Created attachment 859252 [details] Capture from vmstat covering another light freeze Another log. Similar scenario as the previous log. The two lines 0 10 441668 414040 3752 359076 0 0 1560 40 444 1334 1 0 74 25 1 1 441668 411140 3752 358516 32 0 5420 0 1067 4342 8 4 22 67 at the end was triggered by me switching to another virtual workspace (to make a copy of the capture file), e.g. just normal short term please-be-patient-while-I'll-read-something-from-disk unresponsiveness.
Created attachment 869276 [details] Capture from vmstat covering a serious problem occurrence I have before attached logs with super mild occurrences of the problem. Here comes an example of the worst occurrences. The log is a capture of running while uptime; do env LC_ALL=C date; free -m; cat /proc/sys/fs/file-nr; vmstat -n 1 60; done Compare the responsiveness from the beginning of the log with the end. Under normal conditions, ten rounds of executing the while loop takes ten minutes. At the end it takes two hours! $ grep Feb typescript.vmstat.026 | head Tue Feb 11 15:00:07 CET 2014 Tue Feb 11 15:01:06 CET 2014 Tue Feb 11 15:02:05 CET 2014 Tue Feb 11 15:03:04 CET 2014 Tue Feb 11 15:04:04 CET 2014 Tue Feb 11 15:05:03 CET 2014 Tue Feb 11 15:06:02 CET 2014 Tue Feb 11 15:07:01 CET 2014 Tue Feb 11 15:08:00 CET 2014 Tue Feb 11 15:08:59 CET 2014 $ grep Feb typescript.vmstat.026 | tail Thu Feb 13 07:19:19 CET 2014 Thu Feb 13 07:21:39 CET 2014 Thu Feb 13 07:29:41 CET 2014 Thu Feb 13 07:52:10 CET 2014 Thu Feb 13 07:54:40 CET 2014 Thu Feb 13 08:51:53 CET 2014 Thu Feb 13 08:53:05 CET 2014 Thu Feb 13 08:54:12 CET 2014 Thu Feb 13 08:55:43 CET 2014 Thu Feb 13 09:12:36 CET 2014 $ This occurrence started Wednesday at Wed 11:32 and I let it sit though out the day in hope that it would recover (borrowing a colleague's pc meanwhile). It did not, and when it had not even recovered the next morning I rebooted by cutting the power. This is with a stock 3.13.0 kernel compiled manually, e.g. not the kernel from the official fedora kernel package, just to eliminate any potential problem with the patches applied there.

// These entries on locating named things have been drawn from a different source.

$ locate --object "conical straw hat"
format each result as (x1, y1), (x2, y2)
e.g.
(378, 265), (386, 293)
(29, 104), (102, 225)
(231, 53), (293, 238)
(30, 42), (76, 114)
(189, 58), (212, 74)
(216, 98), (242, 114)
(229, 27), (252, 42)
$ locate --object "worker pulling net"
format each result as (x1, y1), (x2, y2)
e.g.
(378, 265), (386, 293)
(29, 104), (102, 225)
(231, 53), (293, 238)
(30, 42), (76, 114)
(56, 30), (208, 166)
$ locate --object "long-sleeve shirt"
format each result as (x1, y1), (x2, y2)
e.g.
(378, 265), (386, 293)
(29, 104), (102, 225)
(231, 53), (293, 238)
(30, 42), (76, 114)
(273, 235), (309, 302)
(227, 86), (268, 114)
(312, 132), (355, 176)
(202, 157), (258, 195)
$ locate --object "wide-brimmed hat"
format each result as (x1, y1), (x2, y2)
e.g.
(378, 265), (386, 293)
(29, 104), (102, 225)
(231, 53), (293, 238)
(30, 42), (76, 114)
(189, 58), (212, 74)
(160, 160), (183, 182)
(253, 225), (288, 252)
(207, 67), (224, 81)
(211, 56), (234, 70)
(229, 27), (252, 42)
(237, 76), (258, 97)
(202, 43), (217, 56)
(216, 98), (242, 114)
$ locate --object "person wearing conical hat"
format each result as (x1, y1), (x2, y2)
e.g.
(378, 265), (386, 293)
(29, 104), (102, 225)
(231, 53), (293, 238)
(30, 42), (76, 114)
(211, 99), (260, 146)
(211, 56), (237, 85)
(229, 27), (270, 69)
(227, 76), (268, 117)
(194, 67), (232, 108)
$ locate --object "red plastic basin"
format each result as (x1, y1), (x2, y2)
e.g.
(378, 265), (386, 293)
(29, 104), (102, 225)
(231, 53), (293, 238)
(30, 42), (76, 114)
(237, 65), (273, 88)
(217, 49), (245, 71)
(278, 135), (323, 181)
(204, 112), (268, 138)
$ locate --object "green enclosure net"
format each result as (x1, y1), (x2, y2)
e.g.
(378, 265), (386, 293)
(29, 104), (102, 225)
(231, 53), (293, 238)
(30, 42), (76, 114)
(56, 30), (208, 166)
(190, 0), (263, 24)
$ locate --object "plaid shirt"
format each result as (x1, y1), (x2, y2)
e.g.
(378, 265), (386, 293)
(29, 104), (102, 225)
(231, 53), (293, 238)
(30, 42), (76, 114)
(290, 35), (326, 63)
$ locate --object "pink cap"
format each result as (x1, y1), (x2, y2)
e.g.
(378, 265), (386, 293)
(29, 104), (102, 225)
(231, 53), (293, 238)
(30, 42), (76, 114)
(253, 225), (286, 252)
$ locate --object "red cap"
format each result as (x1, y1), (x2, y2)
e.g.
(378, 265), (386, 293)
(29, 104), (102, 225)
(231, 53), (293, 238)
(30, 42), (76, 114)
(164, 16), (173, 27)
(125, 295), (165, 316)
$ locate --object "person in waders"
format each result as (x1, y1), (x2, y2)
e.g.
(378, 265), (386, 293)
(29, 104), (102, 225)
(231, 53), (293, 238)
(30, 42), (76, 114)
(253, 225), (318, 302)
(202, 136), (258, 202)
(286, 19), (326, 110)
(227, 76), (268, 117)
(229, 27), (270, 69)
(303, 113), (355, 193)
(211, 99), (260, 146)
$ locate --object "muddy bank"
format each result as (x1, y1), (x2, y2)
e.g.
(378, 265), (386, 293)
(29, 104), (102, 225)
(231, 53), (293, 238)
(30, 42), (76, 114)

Created attachment 869277 [details] Plot of a subset of the vmstat values The graphs for wa, id and b super clearly show the problem starting at around sample number 7500. There are also some insanely high spikes for in and cs, although this occurs some time after the problem starts, so it probably is more an effect than cause. I have been running linux since 1994 and have even tried swapping to /dev/fd0 back in the days. This is like nothing I have ever experienced before. I assume I am just unlucky to trigger this problem through my usage pattern, because this cannot be a common problem, otherwise this would have been a well known news story with some serious effort invested by the kernel developers to try to solve. So even though it probably only hits me, can you please put a little investigation effort in? My work pc is next to unusable unless I reboot daily or even more often. Are there any debug configs or patches I should apply for testing?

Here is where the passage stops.